Ao sair do banheiro o homenageado da noite começou a reparar mais nos habitantes do município. As adolescentes se insinuavam para ele de maneira cada vez mais ousada. Reparou também nos rapazes, a maioria bêbada, a toda hora saíam do salão para consumir drogas. Era nítido o estado alterado de todos eles. Viu nas distintas senhoras um pouco da primeira dama. Todas elas flertavam com outros homens, esses por sua vez também casados. Em meio a tudo isso ouvia conversas de desvio de verbas, de fraudes e até de aliciação de menores junto ao pároco. Realmente a cidade se revelava de uma maneira surpreendente.

De repente a polícia invade o salão. Dezenas de homens armados, uma gritaria toma conta da festa até que um homem baixinho e careca sobe ao palco e pede calma a todos. Ele se apresenta como inspetor chefe da polícia da região vizinha e diz que estava há meses atrás do homenageado da noite. A comunidade inteira presente naquele evento não podia acreditar, imobilizado no chão o então ilustre visitante foi desmascarado pelo chefe de polícia como sendo um procurado estelionatário.

Rapidamente o homem foi levado para um carro de polícia que em disparada saiu rumo a cidade vizinha. O prefeito ainda alarmado consolando a distinta esposa agradecia e se desculpava ao chefe de polícia. Aquele homem de sorriso fácil havia enganado a todos por meses.

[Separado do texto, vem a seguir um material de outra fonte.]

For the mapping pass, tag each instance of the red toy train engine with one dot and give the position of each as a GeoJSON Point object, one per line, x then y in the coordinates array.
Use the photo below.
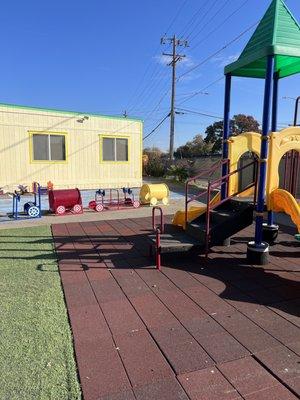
{"type": "Point", "coordinates": [65, 200]}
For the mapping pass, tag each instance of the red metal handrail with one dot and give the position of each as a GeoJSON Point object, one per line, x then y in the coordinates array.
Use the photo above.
{"type": "Point", "coordinates": [162, 224]}
{"type": "Point", "coordinates": [209, 172]}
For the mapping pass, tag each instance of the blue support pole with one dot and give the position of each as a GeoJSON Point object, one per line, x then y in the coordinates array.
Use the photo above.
{"type": "Point", "coordinates": [226, 132]}
{"type": "Point", "coordinates": [264, 152]}
{"type": "Point", "coordinates": [274, 127]}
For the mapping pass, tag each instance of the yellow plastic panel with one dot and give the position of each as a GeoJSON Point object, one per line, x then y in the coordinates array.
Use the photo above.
{"type": "Point", "coordinates": [239, 145]}
{"type": "Point", "coordinates": [280, 143]}
{"type": "Point", "coordinates": [282, 201]}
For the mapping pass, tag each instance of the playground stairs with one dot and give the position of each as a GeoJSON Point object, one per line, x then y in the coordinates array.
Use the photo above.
{"type": "Point", "coordinates": [225, 220]}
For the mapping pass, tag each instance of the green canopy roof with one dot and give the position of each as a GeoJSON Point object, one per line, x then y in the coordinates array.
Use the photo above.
{"type": "Point", "coordinates": [278, 34]}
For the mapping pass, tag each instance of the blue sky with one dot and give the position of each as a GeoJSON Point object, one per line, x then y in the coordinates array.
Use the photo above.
{"type": "Point", "coordinates": [105, 57]}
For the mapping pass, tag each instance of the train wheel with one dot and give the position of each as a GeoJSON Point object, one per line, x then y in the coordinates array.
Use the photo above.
{"type": "Point", "coordinates": [77, 209]}
{"type": "Point", "coordinates": [136, 204]}
{"type": "Point", "coordinates": [33, 211]}
{"type": "Point", "coordinates": [60, 210]}
{"type": "Point", "coordinates": [99, 207]}
{"type": "Point", "coordinates": [153, 201]}
{"type": "Point", "coordinates": [92, 204]}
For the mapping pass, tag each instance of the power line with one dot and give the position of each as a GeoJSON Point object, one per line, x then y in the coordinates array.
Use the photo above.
{"type": "Point", "coordinates": [175, 17]}
{"type": "Point", "coordinates": [189, 24]}
{"type": "Point", "coordinates": [202, 90]}
{"type": "Point", "coordinates": [175, 59]}
{"type": "Point", "coordinates": [221, 24]}
{"type": "Point", "coordinates": [211, 19]}
{"type": "Point", "coordinates": [194, 18]}
{"type": "Point", "coordinates": [157, 126]}
{"type": "Point", "coordinates": [130, 107]}
{"type": "Point", "coordinates": [217, 52]}
{"type": "Point", "coordinates": [198, 113]}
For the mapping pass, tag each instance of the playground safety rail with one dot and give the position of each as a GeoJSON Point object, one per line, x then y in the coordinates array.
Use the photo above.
{"type": "Point", "coordinates": [215, 185]}
{"type": "Point", "coordinates": [205, 173]}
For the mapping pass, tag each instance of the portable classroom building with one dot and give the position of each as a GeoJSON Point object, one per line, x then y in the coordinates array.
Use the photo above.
{"type": "Point", "coordinates": [70, 149]}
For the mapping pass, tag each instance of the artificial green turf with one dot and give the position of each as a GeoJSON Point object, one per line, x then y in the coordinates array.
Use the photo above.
{"type": "Point", "coordinates": [36, 351]}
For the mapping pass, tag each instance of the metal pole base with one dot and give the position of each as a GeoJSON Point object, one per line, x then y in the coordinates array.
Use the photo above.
{"type": "Point", "coordinates": [258, 255]}
{"type": "Point", "coordinates": [226, 242]}
{"type": "Point", "coordinates": [270, 233]}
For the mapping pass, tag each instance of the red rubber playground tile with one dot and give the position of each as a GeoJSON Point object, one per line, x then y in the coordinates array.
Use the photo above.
{"type": "Point", "coordinates": [208, 384]}
{"type": "Point", "coordinates": [247, 376]}
{"type": "Point", "coordinates": [202, 329]}
{"type": "Point", "coordinates": [142, 358]}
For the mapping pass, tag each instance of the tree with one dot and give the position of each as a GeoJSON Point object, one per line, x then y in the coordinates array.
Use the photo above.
{"type": "Point", "coordinates": [240, 123]}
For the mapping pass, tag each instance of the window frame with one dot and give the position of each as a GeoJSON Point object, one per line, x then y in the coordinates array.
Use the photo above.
{"type": "Point", "coordinates": [115, 137]}
{"type": "Point", "coordinates": [31, 147]}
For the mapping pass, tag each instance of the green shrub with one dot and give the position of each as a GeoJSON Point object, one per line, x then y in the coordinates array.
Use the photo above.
{"type": "Point", "coordinates": [155, 167]}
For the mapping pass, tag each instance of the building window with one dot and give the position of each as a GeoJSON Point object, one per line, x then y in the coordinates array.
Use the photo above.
{"type": "Point", "coordinates": [114, 149]}
{"type": "Point", "coordinates": [48, 147]}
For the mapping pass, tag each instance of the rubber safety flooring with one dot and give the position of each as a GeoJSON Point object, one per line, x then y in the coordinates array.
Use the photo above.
{"type": "Point", "coordinates": [202, 329]}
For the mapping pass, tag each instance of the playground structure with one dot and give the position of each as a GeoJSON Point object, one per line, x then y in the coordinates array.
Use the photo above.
{"type": "Point", "coordinates": [154, 193]}
{"type": "Point", "coordinates": [117, 202]}
{"type": "Point", "coordinates": [269, 55]}
{"type": "Point", "coordinates": [31, 209]}
{"type": "Point", "coordinates": [63, 201]}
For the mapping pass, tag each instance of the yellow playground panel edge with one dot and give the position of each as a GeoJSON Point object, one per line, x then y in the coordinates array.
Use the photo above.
{"type": "Point", "coordinates": [277, 200]}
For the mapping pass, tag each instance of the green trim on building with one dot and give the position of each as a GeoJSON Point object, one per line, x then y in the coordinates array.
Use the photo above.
{"type": "Point", "coordinates": [54, 110]}
{"type": "Point", "coordinates": [277, 34]}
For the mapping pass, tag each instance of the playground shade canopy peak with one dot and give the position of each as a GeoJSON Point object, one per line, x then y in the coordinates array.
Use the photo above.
{"type": "Point", "coordinates": [278, 35]}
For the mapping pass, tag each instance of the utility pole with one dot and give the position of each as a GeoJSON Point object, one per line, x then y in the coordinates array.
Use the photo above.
{"type": "Point", "coordinates": [175, 58]}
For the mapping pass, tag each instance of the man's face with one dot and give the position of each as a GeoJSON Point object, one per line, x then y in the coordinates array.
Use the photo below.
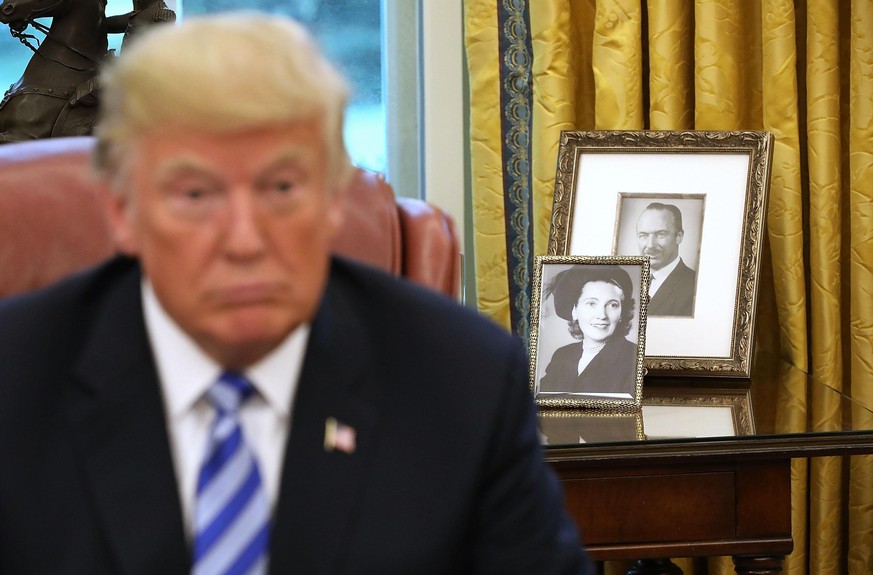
{"type": "Point", "coordinates": [233, 231]}
{"type": "Point", "coordinates": [657, 237]}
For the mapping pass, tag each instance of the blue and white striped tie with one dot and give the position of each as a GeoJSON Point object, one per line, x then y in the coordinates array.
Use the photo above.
{"type": "Point", "coordinates": [232, 515]}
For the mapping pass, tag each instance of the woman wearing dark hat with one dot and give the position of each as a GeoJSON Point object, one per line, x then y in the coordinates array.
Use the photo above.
{"type": "Point", "coordinates": [597, 304]}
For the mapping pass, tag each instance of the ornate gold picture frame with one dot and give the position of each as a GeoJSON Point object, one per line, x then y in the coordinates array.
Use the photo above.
{"type": "Point", "coordinates": [695, 204]}
{"type": "Point", "coordinates": [588, 326]}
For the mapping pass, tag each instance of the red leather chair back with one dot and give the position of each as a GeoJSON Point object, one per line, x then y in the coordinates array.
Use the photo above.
{"type": "Point", "coordinates": [52, 223]}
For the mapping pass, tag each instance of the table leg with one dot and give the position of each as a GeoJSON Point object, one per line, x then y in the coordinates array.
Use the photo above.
{"type": "Point", "coordinates": [654, 567]}
{"type": "Point", "coordinates": [745, 565]}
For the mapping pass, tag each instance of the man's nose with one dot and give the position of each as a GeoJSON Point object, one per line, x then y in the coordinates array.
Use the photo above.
{"type": "Point", "coordinates": [245, 235]}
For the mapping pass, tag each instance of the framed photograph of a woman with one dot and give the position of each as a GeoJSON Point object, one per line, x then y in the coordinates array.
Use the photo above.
{"type": "Point", "coordinates": [588, 331]}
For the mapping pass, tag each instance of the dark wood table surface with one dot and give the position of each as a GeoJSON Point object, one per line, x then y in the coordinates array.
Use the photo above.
{"type": "Point", "coordinates": [710, 475]}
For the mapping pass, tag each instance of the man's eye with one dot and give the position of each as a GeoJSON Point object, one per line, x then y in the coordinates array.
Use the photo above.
{"type": "Point", "coordinates": [194, 193]}
{"type": "Point", "coordinates": [283, 186]}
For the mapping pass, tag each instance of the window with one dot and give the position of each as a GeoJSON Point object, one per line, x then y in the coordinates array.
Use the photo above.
{"type": "Point", "coordinates": [349, 31]}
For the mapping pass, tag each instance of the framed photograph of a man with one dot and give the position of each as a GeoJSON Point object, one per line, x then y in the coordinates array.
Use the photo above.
{"type": "Point", "coordinates": [588, 331]}
{"type": "Point", "coordinates": [694, 204]}
{"type": "Point", "coordinates": [667, 229]}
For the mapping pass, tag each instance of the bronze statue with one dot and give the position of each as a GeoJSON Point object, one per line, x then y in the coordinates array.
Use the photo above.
{"type": "Point", "coordinates": [58, 95]}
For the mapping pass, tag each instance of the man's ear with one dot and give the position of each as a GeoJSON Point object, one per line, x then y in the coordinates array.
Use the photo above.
{"type": "Point", "coordinates": [119, 212]}
{"type": "Point", "coordinates": [336, 210]}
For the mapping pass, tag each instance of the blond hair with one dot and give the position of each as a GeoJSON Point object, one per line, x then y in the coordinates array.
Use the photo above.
{"type": "Point", "coordinates": [221, 73]}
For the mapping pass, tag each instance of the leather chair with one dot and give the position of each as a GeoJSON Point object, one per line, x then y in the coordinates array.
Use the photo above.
{"type": "Point", "coordinates": [52, 224]}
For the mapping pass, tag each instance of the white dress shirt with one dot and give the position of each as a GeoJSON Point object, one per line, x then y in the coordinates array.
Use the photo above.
{"type": "Point", "coordinates": [186, 372]}
{"type": "Point", "coordinates": [658, 276]}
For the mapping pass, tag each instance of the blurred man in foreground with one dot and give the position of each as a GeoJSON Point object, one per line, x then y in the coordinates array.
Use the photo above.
{"type": "Point", "coordinates": [230, 398]}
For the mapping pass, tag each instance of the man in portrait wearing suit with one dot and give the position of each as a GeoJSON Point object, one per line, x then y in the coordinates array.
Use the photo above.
{"type": "Point", "coordinates": [227, 397]}
{"type": "Point", "coordinates": [673, 284]}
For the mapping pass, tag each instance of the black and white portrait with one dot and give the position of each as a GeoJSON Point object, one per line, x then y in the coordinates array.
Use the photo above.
{"type": "Point", "coordinates": [588, 331]}
{"type": "Point", "coordinates": [665, 228]}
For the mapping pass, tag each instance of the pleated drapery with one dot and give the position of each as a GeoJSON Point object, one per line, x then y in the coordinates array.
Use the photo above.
{"type": "Point", "coordinates": [801, 69]}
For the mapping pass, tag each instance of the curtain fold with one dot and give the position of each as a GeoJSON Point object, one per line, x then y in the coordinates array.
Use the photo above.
{"type": "Point", "coordinates": [801, 69]}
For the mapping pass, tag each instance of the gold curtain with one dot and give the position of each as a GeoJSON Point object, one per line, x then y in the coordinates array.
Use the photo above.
{"type": "Point", "coordinates": [801, 69]}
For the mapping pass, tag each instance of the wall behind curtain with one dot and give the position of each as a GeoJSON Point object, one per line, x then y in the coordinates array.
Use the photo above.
{"type": "Point", "coordinates": [800, 69]}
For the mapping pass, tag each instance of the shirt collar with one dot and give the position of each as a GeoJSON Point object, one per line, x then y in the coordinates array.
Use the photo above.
{"type": "Point", "coordinates": [186, 371]}
{"type": "Point", "coordinates": [667, 269]}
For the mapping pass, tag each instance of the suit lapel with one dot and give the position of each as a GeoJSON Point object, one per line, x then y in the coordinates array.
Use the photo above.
{"type": "Point", "coordinates": [319, 490]}
{"type": "Point", "coordinates": [117, 422]}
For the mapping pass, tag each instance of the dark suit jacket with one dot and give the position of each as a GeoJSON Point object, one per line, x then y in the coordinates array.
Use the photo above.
{"type": "Point", "coordinates": [613, 370]}
{"type": "Point", "coordinates": [447, 477]}
{"type": "Point", "coordinates": [675, 297]}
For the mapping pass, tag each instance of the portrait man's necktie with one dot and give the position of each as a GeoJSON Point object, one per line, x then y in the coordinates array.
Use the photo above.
{"type": "Point", "coordinates": [232, 514]}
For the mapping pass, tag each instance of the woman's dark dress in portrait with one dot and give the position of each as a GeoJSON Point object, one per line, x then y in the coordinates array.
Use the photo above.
{"type": "Point", "coordinates": [613, 369]}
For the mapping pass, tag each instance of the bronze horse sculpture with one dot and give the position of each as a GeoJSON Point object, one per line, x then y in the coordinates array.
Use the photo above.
{"type": "Point", "coordinates": [58, 94]}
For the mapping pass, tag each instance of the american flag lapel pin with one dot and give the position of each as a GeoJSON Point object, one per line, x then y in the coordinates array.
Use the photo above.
{"type": "Point", "coordinates": [338, 436]}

Depois da saída da polícia o prefeito sentiu-se na obrigação de tranquilizar todos os cidadãos, novamente subiu ao palco e discursou de improviso sobre o perigo que correu a cidade naquela noite. Lembrou o quanto foram abençoados. O quanto deram sorte da polícia da cidade vizinha ter desmascarado “aquele câncer” que viveu entre eles por todos aqueles meses.

Depois de ser aplaudido de pé por todos pediu que o padre, mesmo em um estado etílico um pouco elevado fizesse uma prece e agradecesse aos céus por terem, a tempo, descoberto o forasteiro indigno e por terem conseguido, a tempo, limpar novamente a cidade das nefastas influências vindas sabe-se lá da onde.

Agora novamente aquela cidade estava limpa. Agora novamente aquela cidade podia se orgulhar de ser um lugar abençoado. Agora sim aquela cidade podia voltar a ser chamada “O Vale dos Justos”.